Peru's Vice President Dina Boluarte was sworn in Wednesday as the country's new president after Congress voted out Pedro Castillo.
After hours of uncertainty and wrangling between the legislature and the president, Boluarte took the oath as Peru's first-ever female leader — and Castillo was arrested.
During a session in Congress, Boluarte said she was taking office from now until July 26, 2026, when Castillo's term would have ended.
"I take office being aware of the enormous responsibility I bear, and my first vocation is to call for the broadest possible unity of all Peruvians," she said, calling for a "political truce to install a government of national unity."
Castillo, meanwhile, was detained for "the alleged crime of rebellion" and conspiracy to violate the constitutional order, prosecutors said in a statement.
According to Peruvian media, he would be moved to a police-run prison after footage showed him leaving a police station.
Why was Castillo removed from office?
Earlier on Wednesday, Castillo said he would dissolve Congress and call new elections.
In a televised address, Castillo announced a curfew and said he would form an emergency government that would rule by decree. The comments came just hours before the legislature was due to debate a motion of impeachment against him.
"Elections will be called for a new Congress with constituent powers to prepare a new Constitution within a period of no more than nine months," Castillo said.
His move was immediately denounced as a coup, and parliament voted to remove Castillo, who was barely 18 months into a five-year term.
Boluarte replaces Castillo
Following Castillo's televised address, Peru's Congress then voted to remove him from office and replace him with the vice president. Lawmakers voted 101-6 with 10 abstentions to oust Castillo, citing reasons of "permanent moral incapacity."
Earlier on Wednesday, Boluarte, who until her expulsion earlier this year was a member of Castillo's Free Peru party, expressed her dismay at Castillo's announcements.
"I reject Pedro Castillo's decision to perpetrate the breakdown of the constitutional order by closing the Congress," she wrote on Twitter. "This is a coup d'etat."
The scheduled impeachment vote was the third effort to unseat Castillo since he assumed office in July 2021.
Last week, the South American country's Congress called on the embattled president to respond to accusations of "moral incapacity" to govern.
Castillo hit back, saying the allegations against him are "slanderous."
Last month, thousands of people in Peru took to the streets calling for the incumbent's resignation amid six corruption investigations. Castillo cannot be prosecuted while he remains Peru's president.
How have other countries reacted?
The United States called into question Castillo's decision to dissolve the legislature.
"The United States categorically rejects any extra-constitutional act by President Castillo to prevent Congress from fulfilling its mandate," Ambassador Lisa Kenna wrote on Twitter.
Later on Wednesday, a US State Department spokesperson said Washington would "support Peru under the unity government President Boluarte pledged to form."

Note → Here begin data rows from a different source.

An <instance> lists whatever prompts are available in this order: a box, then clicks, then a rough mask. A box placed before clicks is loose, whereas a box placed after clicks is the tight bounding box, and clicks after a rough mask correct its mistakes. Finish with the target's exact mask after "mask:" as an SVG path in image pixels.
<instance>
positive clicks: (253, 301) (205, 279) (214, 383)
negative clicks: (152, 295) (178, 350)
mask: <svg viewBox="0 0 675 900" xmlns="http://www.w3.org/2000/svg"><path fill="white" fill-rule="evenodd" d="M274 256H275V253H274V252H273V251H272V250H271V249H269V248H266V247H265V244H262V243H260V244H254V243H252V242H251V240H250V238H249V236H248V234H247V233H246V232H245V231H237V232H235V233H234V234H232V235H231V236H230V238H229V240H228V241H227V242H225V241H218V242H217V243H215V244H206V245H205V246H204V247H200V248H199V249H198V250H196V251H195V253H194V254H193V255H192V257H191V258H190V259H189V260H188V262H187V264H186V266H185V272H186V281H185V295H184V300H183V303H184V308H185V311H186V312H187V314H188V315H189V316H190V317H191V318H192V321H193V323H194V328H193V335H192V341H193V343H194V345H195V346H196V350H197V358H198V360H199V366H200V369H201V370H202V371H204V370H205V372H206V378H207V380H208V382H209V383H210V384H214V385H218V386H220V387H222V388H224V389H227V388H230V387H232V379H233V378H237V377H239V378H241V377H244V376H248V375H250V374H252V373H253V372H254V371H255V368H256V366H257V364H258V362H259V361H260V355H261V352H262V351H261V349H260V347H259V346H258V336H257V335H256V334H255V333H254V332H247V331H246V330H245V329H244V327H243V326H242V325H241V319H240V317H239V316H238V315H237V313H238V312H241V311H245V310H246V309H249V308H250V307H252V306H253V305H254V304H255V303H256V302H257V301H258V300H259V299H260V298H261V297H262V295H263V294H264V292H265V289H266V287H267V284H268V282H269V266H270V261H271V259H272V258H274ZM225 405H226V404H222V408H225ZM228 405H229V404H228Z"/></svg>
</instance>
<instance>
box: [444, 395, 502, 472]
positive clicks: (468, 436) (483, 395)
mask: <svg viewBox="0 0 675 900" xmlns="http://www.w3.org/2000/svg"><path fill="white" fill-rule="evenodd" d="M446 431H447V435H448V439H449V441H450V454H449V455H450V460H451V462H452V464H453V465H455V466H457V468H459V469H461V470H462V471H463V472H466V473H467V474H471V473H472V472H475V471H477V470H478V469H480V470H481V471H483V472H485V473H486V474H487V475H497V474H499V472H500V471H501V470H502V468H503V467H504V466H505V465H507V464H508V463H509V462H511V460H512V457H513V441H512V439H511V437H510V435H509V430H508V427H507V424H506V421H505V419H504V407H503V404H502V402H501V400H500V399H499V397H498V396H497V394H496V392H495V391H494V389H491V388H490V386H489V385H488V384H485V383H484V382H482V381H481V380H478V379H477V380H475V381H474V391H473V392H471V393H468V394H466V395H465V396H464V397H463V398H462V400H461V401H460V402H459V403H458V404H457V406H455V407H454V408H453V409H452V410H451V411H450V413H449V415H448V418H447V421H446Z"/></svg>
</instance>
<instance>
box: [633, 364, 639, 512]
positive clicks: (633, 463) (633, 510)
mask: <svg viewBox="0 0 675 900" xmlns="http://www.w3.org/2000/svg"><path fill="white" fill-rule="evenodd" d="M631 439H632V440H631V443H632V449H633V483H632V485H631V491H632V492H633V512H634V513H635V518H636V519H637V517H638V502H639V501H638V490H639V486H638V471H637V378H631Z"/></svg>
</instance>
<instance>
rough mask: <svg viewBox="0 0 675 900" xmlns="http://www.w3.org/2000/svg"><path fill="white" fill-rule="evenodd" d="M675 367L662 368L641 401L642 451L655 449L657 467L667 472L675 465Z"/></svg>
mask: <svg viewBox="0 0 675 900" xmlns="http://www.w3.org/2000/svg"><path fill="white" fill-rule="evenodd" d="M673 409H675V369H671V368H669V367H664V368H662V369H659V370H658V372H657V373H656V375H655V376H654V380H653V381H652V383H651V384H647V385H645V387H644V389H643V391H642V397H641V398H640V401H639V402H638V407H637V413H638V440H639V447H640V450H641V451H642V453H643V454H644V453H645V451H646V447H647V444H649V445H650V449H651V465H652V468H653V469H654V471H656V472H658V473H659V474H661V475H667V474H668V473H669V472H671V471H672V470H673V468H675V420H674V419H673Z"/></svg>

Luiz Inacio Lula da Silva, Brazil's president elect, said he followed the events "with great concern."
"It is always regrettable that a democratically elected president has this fate, but I understand that everything was forwarded in the constitutional framework," he said.
Mexico's President Andres Manuel Lopez Obrador called for "democratic stability for the benefit of the people."
Obrador said an environment of "confrontation and hostility" had led Castillo to make decisions that served his opponents and led to his removal from office.
Chile's Foreign Ministry said it "deeply regrets" the current political situation in Peru while adding respect for human rights and fundamental freedoms must be maintained.
Castillo already under investigation for alleged corruption
Prosecutors in Peru have been investigating six cases, mostly involving corruption, against Castillo.
The leftist leader and former school teacher has been accused of using his power to profit from public works.
Castillo denies the allegations against him, and insists that they have been part of a political ploy to oust him.
In his speech before the impeachment vote, Castillo said he was paying for mistakes due to inexperience. He said he would never stain "the good name of my honest and exemplary parents, who like millions of Peruvians, work every day to build honestly a future for their families."